Summary
This paper develops a novel hybrid parameter estimation technique of the solar photovoltaic (PV) cell. First, a mathematical model of the solar PV cell, which is a function of three unknown parameters, namely, series resistance, shunt resistance, and thermal voltage, is developed. Then, trust‐region algorithms are used to evaluate these three unknown parameters. The accuracy and efficacy of the proposed technique are tested with five different PV modules of mono‐ and poly‐crystalline materials by estimating their various benchmarks, such as relative maximum power error (RMPE), root mean square error (RMSE) and mean absolute error (MAE) of the current. In addition, the results of the proposed technique are compared with the experimental as well as the results obtained from other established techniques. The %RMSE, as obtained with the proposed technique, is found in order of 10−4 while the other techniques provide the value in the range between 10−1 and 10−3. Similarly, %MAE and %RMSE, as obtained with the proposed technique, are found 0.064 and 0.17, respectively, which is smaller than the other existing techniques.
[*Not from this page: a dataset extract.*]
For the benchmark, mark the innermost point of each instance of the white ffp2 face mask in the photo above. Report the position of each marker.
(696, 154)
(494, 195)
Hence, the proposed hybrid technique provides characteristics that are almost similar to the real characteristics of solar PV.
Highlights
The characteristic equation is developed in terms of Rs, Rp, and Vth.
The hybrid technique is used to evaluate five unknown parameters of solar PV.
Various performance indicators have been estimated for different types of solar PV.
Characteristics obtained with the proposed technique are similar to real characteristics.
The proposed technique reduces the complexity of parameter estimations.